Da kommt Kalle (Here comes Kalle) was a German family entertainment television program depicting a Parson Russell Terrier who helps solve criminal cases and family dramas.

70 episodes were made in 5 series and broadcast on ZDF from 2006 to 2011 in a Saturday early evening slot. Each episode was 45 minutes long.

The series aired in United Kingdom for many years on Channel 4 titled as "Kalle The Hero Dog". Episodes were shown in the original German version, but with English subtitles.

==Plot==
The terrier Kalle was adopted as a puppy by Pia Andresen (played by Katharina Schubert), chief of police in the north German seaside town of Flensburg.
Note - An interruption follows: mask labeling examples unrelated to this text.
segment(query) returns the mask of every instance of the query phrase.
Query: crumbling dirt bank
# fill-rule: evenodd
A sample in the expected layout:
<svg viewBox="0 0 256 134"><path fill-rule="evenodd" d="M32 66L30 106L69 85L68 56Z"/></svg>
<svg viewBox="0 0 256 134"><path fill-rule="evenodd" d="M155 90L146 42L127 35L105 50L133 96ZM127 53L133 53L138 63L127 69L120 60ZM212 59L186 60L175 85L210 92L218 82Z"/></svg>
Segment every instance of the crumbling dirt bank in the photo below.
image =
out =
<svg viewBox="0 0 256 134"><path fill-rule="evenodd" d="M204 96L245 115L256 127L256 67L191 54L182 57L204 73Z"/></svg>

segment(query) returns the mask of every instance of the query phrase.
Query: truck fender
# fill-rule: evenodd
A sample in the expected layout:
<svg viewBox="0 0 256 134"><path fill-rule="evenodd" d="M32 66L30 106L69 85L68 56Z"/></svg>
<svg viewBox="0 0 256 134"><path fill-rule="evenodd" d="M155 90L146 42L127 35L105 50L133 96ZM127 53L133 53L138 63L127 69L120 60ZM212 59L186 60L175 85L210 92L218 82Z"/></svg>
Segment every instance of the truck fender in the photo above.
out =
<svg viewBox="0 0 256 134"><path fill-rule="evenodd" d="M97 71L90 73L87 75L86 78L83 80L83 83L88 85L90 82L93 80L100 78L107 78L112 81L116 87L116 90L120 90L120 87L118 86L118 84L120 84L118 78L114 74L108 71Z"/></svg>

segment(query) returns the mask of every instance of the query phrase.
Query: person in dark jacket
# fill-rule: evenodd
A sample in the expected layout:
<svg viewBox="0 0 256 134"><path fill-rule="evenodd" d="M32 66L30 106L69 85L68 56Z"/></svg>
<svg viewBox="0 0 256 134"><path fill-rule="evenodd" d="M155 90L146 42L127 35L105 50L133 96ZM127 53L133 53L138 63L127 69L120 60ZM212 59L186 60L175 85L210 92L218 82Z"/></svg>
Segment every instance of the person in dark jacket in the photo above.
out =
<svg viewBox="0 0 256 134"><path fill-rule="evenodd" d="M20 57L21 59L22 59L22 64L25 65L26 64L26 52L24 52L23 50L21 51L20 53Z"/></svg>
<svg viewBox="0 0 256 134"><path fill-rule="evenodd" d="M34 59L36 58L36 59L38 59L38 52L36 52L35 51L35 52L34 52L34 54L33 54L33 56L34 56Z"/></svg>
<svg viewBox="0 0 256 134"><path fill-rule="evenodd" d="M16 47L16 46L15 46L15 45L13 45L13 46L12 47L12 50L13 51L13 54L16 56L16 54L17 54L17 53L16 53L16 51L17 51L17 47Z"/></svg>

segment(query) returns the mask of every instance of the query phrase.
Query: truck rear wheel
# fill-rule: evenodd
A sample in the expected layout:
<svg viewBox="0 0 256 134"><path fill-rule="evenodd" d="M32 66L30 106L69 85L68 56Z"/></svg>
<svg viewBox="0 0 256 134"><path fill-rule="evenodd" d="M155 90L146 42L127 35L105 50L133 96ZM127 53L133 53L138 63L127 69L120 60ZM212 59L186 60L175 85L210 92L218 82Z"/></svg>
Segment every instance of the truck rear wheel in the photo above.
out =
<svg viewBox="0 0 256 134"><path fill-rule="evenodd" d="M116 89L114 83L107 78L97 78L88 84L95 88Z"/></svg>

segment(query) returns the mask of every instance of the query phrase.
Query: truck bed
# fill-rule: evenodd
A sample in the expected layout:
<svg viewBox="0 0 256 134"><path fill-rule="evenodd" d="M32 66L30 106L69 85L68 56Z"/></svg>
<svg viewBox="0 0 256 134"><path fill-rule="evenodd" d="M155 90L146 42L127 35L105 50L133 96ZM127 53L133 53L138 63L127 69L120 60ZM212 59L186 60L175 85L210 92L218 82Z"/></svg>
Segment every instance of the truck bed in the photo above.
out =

He helps solve police and family problems, often assisted by the Andresen children Hanno and Merle and sometimes by the woman next door and her dog Bruno.

==Locations==
The program was mainly filmed on location in Flensburg and in Hamburg. Outdoor shots of the fictional police headquarters are of a picturesque building on Schiffbrückplatz in Flensburg in which the Danish language newspaper Flensborg Avis has its offices.

== Background ==
Da kommt Kalle is a Network Movie production on behalf of to the German ZDF channel. The show was filmed primarily in Flensburg and Hamburg. Only a few scenes have been filmed in areas outside of these two cities. Throughout the show, the way some buildings have been portrayed did not correspond to their actual function in real life. A small, picturesque building on the Schiffbrückplatz street was chosen to represent the police station, while the cities real central police headquarters are significantly bigger. So were the cities police dogs. In 2015 sixteen police dogs were at the disposal of Flensburg police department, mostly Belgian and German Shepherds.